Any increase in current tied to loss immediately goes to the bottom
line of resistance - it is a square law relationship, after all.

So your saying yes, the thought experiment would show more loss,
but the loss is in the capacitor. The loss in a capacitor would be
dielectric
and loss in the plates right?

Hi Mike,

Depending upon construction, most assuredly. However, little loss is
found in dielectrics (unless you are using particularly crummy
examples). For bad dielectric, you can expects arcs and sparks
followed by carbon, and then catastrophic heat accumulation. Most
lost is in what is specified in ESR (effective series resistance)
which you have already identified as in the plates, but often more in
the leads and their connections to the plates. To pack in more
capacitance, the trend is for thinner plates for a given package
volume. You can guess where the resistance will rise there when the
circulating currents are see-sawing in that thin metal.

(let's not get into radiation resistance right now)

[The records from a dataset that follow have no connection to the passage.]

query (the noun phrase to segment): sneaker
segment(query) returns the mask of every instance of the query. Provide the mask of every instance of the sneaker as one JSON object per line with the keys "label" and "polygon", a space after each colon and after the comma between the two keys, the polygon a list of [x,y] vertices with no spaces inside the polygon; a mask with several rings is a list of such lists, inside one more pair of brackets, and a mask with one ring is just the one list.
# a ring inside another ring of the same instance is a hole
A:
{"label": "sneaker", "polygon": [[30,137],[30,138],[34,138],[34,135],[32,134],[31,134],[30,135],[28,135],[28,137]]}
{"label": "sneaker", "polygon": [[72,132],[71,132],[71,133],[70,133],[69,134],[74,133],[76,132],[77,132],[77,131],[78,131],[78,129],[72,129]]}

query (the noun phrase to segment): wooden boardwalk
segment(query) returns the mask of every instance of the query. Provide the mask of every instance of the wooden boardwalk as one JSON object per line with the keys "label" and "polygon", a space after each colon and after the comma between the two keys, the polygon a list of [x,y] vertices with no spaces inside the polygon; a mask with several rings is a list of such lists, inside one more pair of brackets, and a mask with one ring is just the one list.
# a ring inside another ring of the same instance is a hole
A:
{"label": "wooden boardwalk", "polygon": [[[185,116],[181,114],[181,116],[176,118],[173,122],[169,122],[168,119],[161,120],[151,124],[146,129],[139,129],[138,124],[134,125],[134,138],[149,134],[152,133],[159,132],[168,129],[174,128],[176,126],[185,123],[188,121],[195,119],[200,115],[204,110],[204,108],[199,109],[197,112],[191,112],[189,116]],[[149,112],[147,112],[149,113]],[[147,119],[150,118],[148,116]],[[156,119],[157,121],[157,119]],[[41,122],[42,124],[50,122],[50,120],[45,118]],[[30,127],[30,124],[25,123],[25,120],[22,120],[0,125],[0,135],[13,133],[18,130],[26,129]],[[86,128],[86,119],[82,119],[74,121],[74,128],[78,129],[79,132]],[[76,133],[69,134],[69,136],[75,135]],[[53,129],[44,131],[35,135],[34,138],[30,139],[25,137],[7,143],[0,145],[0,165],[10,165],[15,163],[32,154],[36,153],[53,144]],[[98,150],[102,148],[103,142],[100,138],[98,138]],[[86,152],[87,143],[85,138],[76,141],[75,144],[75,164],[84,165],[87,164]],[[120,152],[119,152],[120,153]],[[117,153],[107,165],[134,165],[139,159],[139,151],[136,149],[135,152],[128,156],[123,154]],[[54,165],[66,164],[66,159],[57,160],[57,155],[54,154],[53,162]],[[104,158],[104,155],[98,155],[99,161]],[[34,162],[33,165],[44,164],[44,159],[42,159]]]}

Why not? Small loops suffer by comparison, and multi-turn loops even
more so.

I figure it would only confuse the issue.
I was trying to stay away from radiation resistance because my experience of
the effect Bill ask about has been with small aircore inductors. But on
second thought
even those have Rr.

The smaller, the worse. It is not so much about the size of Rr, but
its relation (ratio) to Ohmic loss. For instance, a 1 meter loop
composed of #40 wire is going to be deaf and dumb at 80M, but you
might have a chance with 10cM hollow pipe with tight connections. Both
exhibit the same Rr, but the wire's Ohmic loss is clearly deadly in
comparison to it, than for the pipe's Ohmic loss. Rr in this band,
for this size, runs on the order of 0.0075 Ohms.

Why does the reistance go up near resonance?

I haven't seen that happen. However, for the same resistance, as you
approach resonance, the circulating currents climb, and loss is by the
square.

73's
Richard Clark, KB7QHC